The Apicus was 1099 years old when it finally settled on the Upper East Side.
And those pages! And that calligraphy! Hand-written in crisp black and red ink on vellum—a paper made from cleaned and stretched animal skin—each page is thicker than modern cellulose-based paper but also incredibly light; they feel sturdy to the touch but are slightly translucent, giving the appearance of something fragile. The reality though is that this codex has been traveling the world for 1187 years, proving its durability—both physically and culturally.
While it’s unlikely that too many people in New York can read the vulgar Latin in which De re coquinaria is written—or have a taste for recipes like cucumber stewed with boiled brains, dormouse stuffed with nuts or spayed sow’s womb seasoned with pepper, vinegar and lovage—the recipes endure.
Chef Matt Jozwiak, the Academy’s chef curator, is working to bring the Apicius and other ancient cookery books in the Academy’s collection of 10,000 rare food-related titles into the modern age. “We want to give this material a sense of purpose in today’s world,” he says.
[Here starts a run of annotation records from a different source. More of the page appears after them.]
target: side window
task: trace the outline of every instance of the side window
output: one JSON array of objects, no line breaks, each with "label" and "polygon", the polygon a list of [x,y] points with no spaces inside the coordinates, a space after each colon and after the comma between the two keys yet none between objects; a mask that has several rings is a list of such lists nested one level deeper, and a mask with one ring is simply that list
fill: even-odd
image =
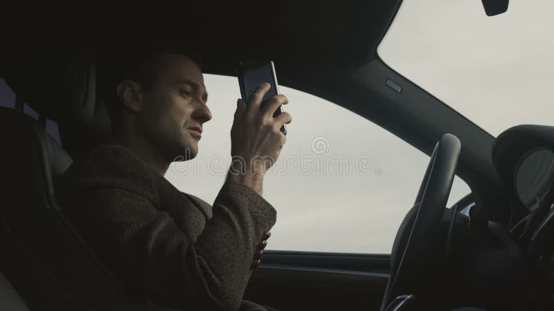
[{"label": "side window", "polygon": [[[213,118],[204,124],[199,154],[172,164],[166,178],[212,203],[229,167],[229,131],[240,95],[236,78],[206,75],[205,83]],[[268,249],[390,254],[429,156],[332,102],[286,87],[280,91],[293,120],[264,180],[263,196],[278,215]],[[449,205],[470,192],[456,177]]]}]

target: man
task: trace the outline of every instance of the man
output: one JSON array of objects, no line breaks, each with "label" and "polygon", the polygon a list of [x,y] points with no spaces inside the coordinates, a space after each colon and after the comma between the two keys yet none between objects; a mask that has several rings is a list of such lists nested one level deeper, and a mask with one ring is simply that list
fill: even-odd
[{"label": "man", "polygon": [[112,144],[75,160],[62,180],[62,205],[100,258],[155,303],[265,310],[242,299],[276,221],[262,186],[285,142],[279,129],[291,121],[273,113],[287,100],[275,96],[260,111],[269,88],[263,84],[248,103],[237,102],[233,169],[211,207],[163,178],[174,159],[196,156],[212,117],[202,73],[189,55],[153,47],[100,72]]}]

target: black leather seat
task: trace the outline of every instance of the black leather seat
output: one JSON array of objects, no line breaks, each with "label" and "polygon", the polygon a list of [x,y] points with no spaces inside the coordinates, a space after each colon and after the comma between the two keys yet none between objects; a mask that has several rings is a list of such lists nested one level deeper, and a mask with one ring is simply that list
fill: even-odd
[{"label": "black leather seat", "polygon": [[0,270],[31,310],[133,299],[61,213],[56,180],[72,160],[33,119],[0,119]]}]

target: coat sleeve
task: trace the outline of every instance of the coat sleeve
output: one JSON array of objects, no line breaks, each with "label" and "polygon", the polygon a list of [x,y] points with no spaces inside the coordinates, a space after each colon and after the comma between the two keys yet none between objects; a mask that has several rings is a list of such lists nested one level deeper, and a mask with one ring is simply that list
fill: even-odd
[{"label": "coat sleeve", "polygon": [[[111,249],[120,256],[117,265],[161,305],[238,310],[254,253],[275,223],[275,209],[247,187],[226,182],[213,217],[194,242],[157,205],[155,196],[148,195],[148,178],[140,170],[123,173],[82,182],[73,191],[81,211],[73,214],[81,216],[75,225],[85,238],[105,252],[110,241],[116,243]],[[114,180],[119,182],[107,182]]]}]

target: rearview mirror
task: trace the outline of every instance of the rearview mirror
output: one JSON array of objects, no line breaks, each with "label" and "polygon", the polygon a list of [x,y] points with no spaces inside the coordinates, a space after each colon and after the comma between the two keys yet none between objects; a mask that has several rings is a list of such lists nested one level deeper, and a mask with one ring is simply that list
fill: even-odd
[{"label": "rearview mirror", "polygon": [[502,14],[508,10],[509,0],[481,0],[485,12],[488,16],[494,16]]}]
Given the Academy’s mission to improve the health of people who live in cities, food obviously plays a part. “As chefs, we can learn from these books,” Jozwiak says. “We can get a better sense of the roles and responsibilities of people who provide food, as well as where food comes from and how people access it.” So Jozwiak is reaching out to the community to “start the conversation between chefs, the community, and the past.” In doing so he believes, “we can learn to communicate with future generations.”